Snow does not support these new developments at all, but let’s talk about that Gay as Fuck Wide-Legged Hunch, Emma!
Now that Regina has ripped out the kid’s heart, they can control him. They’re going to send him into Neverland Ranch to get a message to Henry via magical compact mirror because Regina is the Ultimate Femme Goddess. Or Sailor Neptune to Emma’s Sailor Uranus, I will let you decide.
This all leads to the best scene in the episode, which is Regina, Emma, and Princess Cockblock compact-skyping with Henry. Because despite the fact that this show likes to talk a good game about how adoption is invalid in the face of biology and families can only be formed from mommies and daddies making genetically linked offspring, they go and pull this card. Traditional family structures: -1, Swan Queen Gay Agenda: 1000000.

Up on Brokeback Mountain, Hook is giving Charming a second chance by getting him to drink from the magical healing waterfall that was the whole secret reason they got up here in the first place. Hook remembers that when he used the same waterfall to save his brother, Pan had told him that magic comes at a price. Later, the brother chokes to death at dinner, which seems like a major price to pay and also super wasteful? Maybe by magical price, it should be something along the lines of his pinky finger falls off, or everywhere he goes from now on, a group of Jenny Schecter fans will follow him, trying to make invalid arguments. I feel like if death is the price you pay for saving yourself from death, magic is about as effective as BoltBus wifi. Charming drinks the magical healing waterfall water, and Hook tells him he can never leave Neverland. Charming thinks maybe they could just stay up on Brokeback Mountain forever, and then they buttfuck in the tent. JK, they go back to the camp so they can make out with girls!
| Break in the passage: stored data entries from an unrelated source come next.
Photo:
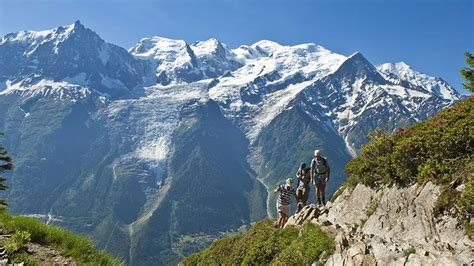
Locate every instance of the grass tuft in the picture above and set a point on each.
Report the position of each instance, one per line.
(80, 248)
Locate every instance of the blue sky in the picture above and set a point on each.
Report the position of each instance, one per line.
(431, 35)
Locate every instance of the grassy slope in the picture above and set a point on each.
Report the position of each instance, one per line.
(264, 244)
(69, 244)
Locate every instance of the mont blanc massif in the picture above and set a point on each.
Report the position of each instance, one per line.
(158, 150)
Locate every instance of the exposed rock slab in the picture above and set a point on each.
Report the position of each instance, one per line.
(390, 226)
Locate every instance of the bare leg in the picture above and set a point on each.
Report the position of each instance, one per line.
(318, 194)
(281, 220)
(323, 193)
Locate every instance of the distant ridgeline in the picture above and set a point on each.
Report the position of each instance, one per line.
(409, 198)
(157, 150)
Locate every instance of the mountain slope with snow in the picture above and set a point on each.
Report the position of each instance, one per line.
(142, 132)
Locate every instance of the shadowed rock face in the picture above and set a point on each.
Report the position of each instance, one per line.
(156, 151)
(390, 226)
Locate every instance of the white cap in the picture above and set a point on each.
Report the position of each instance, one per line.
(317, 152)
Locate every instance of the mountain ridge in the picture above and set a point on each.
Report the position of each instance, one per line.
(128, 115)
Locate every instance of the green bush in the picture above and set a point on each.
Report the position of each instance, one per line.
(264, 244)
(439, 150)
(311, 246)
(69, 244)
(17, 242)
Snow decides she’s really concerned about the purity of Emma’s soul, which I guess means she’s late to that party. Regina says she’ll do all the dark and corrupting things so that Emma won’t have to, which is kind of a massive sacrifice, nbd. If these two were a boy and a girl, the powers that be would be making you WEEP over that scene, by the way. They’d be milking the sweet teats of Regina’s sacrifice until you couldn’t think of the word “darkness” without curling up in a ball and sobbing. But alas, it gets a passing moment, and we’re onto more important things. Like heterosexuality!
The aforementioned making out with girls thing? It happens, and it’s awkward. Charming and Snow make out for fucking ever, and Emma kisses Hook in what was surely a confusing experience for them both. Regina pulls out her iPad and searches through her CrashPad downloads for a way to kill time.
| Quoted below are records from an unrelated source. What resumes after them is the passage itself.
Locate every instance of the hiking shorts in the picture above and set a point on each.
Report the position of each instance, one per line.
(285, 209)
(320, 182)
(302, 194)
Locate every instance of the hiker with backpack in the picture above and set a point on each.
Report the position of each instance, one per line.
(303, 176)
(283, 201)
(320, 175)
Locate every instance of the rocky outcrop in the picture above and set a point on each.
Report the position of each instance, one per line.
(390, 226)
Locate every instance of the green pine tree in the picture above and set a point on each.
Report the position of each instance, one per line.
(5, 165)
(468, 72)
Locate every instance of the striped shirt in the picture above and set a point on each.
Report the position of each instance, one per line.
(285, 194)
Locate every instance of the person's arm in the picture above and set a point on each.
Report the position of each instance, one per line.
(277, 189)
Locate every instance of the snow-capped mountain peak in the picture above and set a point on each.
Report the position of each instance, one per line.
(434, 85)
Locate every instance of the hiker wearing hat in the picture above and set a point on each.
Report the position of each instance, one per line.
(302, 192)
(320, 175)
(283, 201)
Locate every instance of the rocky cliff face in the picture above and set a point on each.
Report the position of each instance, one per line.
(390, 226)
We learn via flashback that the death of Hook’s brother prompted him to be like, okay crew, fuck your families and your established lives at home, we’re all going to become pirates because everything is pointless and sad. And weirdly, they seemed to be okay with it? In the present, Pan tells Hook he’s got Baelfire and another mysterious person locked up in cages, so if he wants to drop that little factoid on Emma, that’d be a real groovy test of character. By the by, if that becomes a canon love triangle, I will light my hair on fire and upload it to Twitter, no homo.
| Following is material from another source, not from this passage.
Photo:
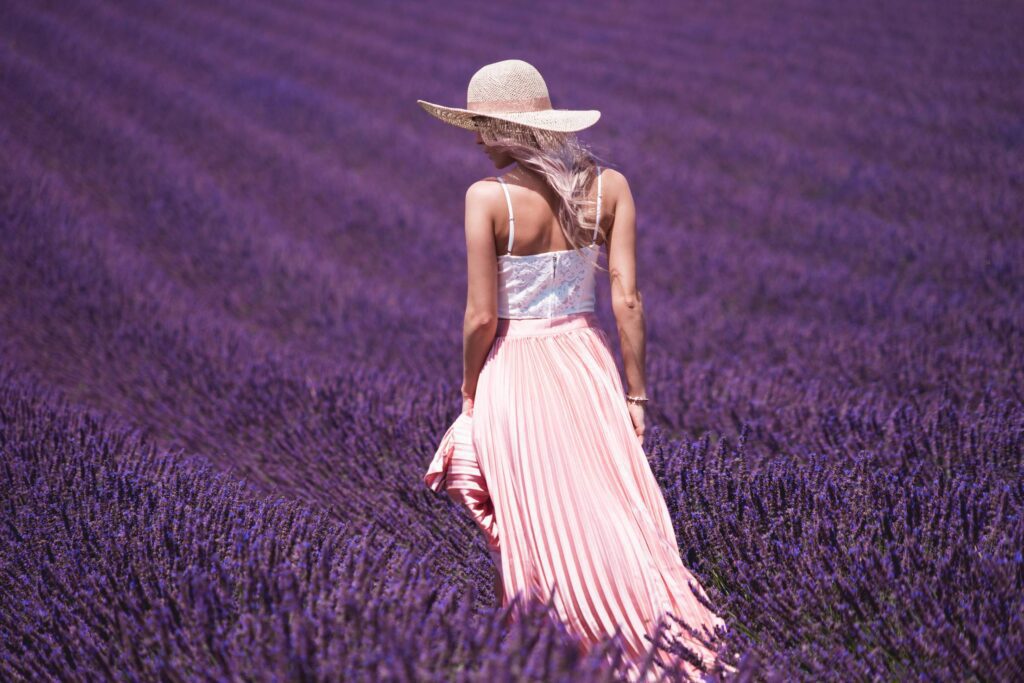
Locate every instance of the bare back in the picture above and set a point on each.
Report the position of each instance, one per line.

Let’s talk about the previews for next week, though, HOLY SHIT. The previews for next week make two important points:
1. Regina is Ursula. Which is kind of a massive cop-out, but Lana Parrilla could play the role of Jar Jar Binks (a character technically now acquired by Disney) and I’d be okay with it.
2. Ariel is in the cage, right? I hope they put some water in there so they don’t open it up later to find last week’s sushi.